Your mission, should you decide to accept it (cue the Mission Impossible! music) is to:
This SNGF is based on the Migration map that my friend J. Paul Hawthorne made on Facebook on 18 November. He used Birth dates and Places for his paternal line.
1) For this week’s SNGF, make your own migration map for whichever surname or ancestral line you want. Use a World Map or a country map. Choose birth, marriage, death, or migration year to put the spots on the map and label them with the year.
To create my maps, I followed Randy’s suggestion and downloaded a map from wiki commons and then used powerpoint to add the lines and labels.
My Crawford research is stuck in the area of Augusta county, Virginia where there are several different CRAWFORD families, each with sons named James. According to records from Ohio, my James Crawford was born in 1772 in Virginia. James married Sally Duggins in 1799 in Garrard county, Kentucky. Records place James in Preble County, Ohio in 1811 where there is another James Crawford who was also born in Virginia about 1770. This James was married in Lincoln County, Kentucky in 1793.
By 1831, James’ son Nelson had migrated to Warren County, Indiana. Nelson either migrated with the other James Crawford and his family or followed them to Indiana.
In 1884, Nelson’s son, Washington Marion Crawford (my ancestor), migrated to Dodge City, Kansas. Washington Marion was following his older brother, James, who had migrated to Dodge City in 1878.
Like my Crawford ancestors, my BRILES ancestors were early Kansas settlers, actually arriving prior to statehood. Alexander Briles and his family migrated from Randolph County, North Carolina to southern Coffey County, Kansas prior to 1858.

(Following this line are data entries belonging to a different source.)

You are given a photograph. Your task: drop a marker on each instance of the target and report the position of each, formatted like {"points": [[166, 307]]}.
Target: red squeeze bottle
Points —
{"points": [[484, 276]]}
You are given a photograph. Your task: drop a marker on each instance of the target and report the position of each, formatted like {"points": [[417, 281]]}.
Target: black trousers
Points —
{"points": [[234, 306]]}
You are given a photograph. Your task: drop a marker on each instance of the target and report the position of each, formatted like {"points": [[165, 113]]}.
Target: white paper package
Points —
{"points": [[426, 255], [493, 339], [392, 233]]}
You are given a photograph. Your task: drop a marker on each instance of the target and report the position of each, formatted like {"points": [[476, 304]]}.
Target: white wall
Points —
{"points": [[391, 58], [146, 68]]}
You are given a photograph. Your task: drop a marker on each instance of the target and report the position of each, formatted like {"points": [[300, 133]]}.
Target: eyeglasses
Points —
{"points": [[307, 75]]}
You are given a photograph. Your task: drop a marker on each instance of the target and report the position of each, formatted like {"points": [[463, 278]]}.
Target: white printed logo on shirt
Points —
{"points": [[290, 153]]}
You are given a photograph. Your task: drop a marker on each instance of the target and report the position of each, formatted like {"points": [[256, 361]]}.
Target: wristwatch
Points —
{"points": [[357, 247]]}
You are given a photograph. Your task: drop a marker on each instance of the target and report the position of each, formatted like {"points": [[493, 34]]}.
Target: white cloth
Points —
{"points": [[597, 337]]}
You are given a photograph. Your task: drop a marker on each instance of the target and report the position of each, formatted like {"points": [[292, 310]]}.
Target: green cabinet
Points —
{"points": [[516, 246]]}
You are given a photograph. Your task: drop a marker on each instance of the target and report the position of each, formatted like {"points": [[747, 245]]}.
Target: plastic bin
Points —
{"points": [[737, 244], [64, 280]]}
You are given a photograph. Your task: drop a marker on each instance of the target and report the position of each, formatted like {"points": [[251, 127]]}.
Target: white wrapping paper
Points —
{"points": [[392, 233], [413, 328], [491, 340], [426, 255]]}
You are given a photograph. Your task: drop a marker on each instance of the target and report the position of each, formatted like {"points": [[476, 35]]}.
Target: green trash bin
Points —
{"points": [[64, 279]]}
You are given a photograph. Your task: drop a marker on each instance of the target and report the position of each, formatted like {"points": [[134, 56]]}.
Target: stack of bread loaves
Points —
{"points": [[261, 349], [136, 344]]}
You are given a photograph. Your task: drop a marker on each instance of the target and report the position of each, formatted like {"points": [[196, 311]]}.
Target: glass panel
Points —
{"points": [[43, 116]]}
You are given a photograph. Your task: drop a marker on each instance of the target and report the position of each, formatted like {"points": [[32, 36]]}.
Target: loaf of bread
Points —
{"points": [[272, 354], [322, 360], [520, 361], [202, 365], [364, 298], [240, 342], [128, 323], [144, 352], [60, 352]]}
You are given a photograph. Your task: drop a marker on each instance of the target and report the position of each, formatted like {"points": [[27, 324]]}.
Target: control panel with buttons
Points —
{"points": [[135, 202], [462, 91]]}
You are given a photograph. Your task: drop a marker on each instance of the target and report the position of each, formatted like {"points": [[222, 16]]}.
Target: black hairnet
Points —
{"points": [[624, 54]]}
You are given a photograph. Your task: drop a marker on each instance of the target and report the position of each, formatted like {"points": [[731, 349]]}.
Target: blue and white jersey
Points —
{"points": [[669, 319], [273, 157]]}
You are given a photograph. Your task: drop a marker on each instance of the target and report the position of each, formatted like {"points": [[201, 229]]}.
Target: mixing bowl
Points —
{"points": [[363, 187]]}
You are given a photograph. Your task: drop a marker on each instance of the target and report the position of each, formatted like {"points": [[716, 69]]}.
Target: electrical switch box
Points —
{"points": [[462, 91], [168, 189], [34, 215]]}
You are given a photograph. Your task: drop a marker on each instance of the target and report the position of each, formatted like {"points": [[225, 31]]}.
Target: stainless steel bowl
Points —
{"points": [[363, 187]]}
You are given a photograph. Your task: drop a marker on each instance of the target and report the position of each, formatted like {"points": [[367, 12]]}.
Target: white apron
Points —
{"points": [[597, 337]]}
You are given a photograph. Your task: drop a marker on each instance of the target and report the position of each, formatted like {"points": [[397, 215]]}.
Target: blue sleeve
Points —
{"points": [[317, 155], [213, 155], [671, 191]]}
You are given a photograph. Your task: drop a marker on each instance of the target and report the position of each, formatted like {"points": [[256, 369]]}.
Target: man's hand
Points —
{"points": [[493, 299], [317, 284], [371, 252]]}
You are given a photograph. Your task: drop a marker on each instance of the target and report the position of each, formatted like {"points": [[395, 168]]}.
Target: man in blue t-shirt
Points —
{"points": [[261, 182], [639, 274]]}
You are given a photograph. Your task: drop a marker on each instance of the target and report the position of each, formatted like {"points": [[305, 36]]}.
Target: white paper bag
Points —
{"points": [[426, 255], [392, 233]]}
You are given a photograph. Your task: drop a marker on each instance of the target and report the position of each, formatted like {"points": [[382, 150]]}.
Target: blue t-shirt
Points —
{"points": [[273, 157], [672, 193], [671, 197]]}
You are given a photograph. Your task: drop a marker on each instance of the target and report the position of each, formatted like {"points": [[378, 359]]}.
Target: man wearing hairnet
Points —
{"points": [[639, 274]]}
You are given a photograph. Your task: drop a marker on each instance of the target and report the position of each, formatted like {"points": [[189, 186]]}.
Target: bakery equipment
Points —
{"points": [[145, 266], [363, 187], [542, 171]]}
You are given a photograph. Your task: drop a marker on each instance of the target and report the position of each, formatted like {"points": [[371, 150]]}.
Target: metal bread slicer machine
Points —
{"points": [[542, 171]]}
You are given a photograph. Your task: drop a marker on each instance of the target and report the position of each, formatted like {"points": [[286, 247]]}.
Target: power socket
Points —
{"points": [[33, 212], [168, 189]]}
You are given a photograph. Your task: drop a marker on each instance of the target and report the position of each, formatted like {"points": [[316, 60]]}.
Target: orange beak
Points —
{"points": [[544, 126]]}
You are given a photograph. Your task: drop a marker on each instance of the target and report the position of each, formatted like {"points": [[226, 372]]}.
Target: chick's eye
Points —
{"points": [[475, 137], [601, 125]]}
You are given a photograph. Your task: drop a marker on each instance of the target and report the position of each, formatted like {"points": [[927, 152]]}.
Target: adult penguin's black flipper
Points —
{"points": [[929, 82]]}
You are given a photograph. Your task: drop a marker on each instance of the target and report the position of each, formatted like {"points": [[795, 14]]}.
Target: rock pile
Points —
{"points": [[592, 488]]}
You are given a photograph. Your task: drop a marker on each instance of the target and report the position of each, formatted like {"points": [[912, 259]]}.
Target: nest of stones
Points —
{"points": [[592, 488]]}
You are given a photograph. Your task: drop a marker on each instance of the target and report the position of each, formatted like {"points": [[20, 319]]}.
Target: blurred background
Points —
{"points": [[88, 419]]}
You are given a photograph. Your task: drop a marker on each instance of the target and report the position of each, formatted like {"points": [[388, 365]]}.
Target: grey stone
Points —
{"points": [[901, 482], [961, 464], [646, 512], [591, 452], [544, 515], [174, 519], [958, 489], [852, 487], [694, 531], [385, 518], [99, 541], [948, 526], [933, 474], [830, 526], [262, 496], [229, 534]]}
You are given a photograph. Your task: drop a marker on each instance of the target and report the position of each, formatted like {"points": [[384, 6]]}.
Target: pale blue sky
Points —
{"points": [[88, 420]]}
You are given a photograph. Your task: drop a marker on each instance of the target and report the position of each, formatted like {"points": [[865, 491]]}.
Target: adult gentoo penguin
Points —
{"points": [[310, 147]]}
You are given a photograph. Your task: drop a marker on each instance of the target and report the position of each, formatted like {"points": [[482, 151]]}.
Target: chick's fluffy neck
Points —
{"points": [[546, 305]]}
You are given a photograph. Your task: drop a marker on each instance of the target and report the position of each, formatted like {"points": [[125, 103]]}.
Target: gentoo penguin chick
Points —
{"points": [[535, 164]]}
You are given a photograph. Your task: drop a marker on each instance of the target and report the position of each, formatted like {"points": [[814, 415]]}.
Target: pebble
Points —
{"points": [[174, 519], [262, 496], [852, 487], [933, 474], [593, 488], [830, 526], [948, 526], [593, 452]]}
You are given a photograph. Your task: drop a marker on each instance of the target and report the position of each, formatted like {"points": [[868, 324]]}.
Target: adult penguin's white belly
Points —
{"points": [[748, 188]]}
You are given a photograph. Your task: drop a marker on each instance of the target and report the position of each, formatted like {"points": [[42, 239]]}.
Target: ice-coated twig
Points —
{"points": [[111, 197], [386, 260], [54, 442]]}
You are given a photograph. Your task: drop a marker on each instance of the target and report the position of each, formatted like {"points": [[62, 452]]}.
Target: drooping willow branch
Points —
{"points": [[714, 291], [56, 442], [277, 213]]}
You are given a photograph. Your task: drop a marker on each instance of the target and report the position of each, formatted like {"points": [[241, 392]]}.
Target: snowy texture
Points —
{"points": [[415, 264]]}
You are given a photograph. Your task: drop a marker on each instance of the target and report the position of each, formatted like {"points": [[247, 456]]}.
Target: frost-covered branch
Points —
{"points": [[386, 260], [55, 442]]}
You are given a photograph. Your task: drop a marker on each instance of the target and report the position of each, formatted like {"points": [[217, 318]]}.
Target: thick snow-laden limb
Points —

The BRILES family has deep roots in Randolph County, North Carolina. Conrad Briles (Broils) filed papers to purchase land in Rowan county, North Carolina in 1763. He is listed on the tax records in Randolph county in 1779. In 1784, his will was probated in Randolph County, North Carolina.
Conrad was a member of the second Germanna colony. He arrived in Virginia with his parents in 1717. The family migrated from Oestisheim, Wuerttemberg, Germany.
In North Carolina, the surname took on the BRILES spelling while those who stayed in Virginia took on the BROYLES spelling.